The cold set the stage for a blizzard that slammed the Upper Midwest over the weekend. This storm was so severe that it set all-time records, not just milestones for the heaviest spring snowstorm.
A staggering 24.2 inches of snow fell in Green Bay, Wisconsin, making it the heaviest April snowstorm on record, and the 2nd-heaviest snowstorm on record at any time of year. Similarly, Wausau, Wisconsin, picked up 20.7 inches of snow, setting an April snowstorm record and making it the 2nd-heaviest snowstorm of all-time at that location.
The snowfall jackpot was Amherst, Wisconsin, where 33 inches fell, according to the National Weather Service.
Minneapolis, which is no stranger to snow and cold weather, picked up 14.9 inches of snow, making it their heaviest April snowstorm on record.

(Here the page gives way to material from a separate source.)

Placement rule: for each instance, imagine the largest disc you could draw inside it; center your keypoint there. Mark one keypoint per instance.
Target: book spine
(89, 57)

Thundersnow was reported in and around the Twin Cities as the storm intensified, leading to snowfall rates of 2 inches per hour at times.
Another, weaker, snowstorm is slated to move across the Midwest during the next 2 days, bringing several inches of snow to parts of Iowa, Minnesota, and Wisconsin. The thick spring snowpack is raising fears of flooding if temperatures suddenly warm up and heavy rain were to fall in the coming weeks.
Then there are the fires. In association with strong storm systems, massive walls of wind-driven flames have swept across the Plains, particularly in Oklahoma, where at least 300,000 acres went up in flames during the past week. Another “Extremely Critical” fire weather day looms in the Southwest on Tuesday, including parts of Colorado, Texas, Oklahoma, and New Mexico, with temperatures soaring into the 90s, winds gusting above 40 miles per hour, and relative humidity plunging to an arid 2 to 5 percent.
Average temperature during the first half of April (top) and departures from average (bottom) during the same period.
Image: NOAA CPC.
The National Weather Service forecast office in Amarillo Texas warned Tuesday morning that “A regional outbreak of dangerous wind-driven wildfires is possible.”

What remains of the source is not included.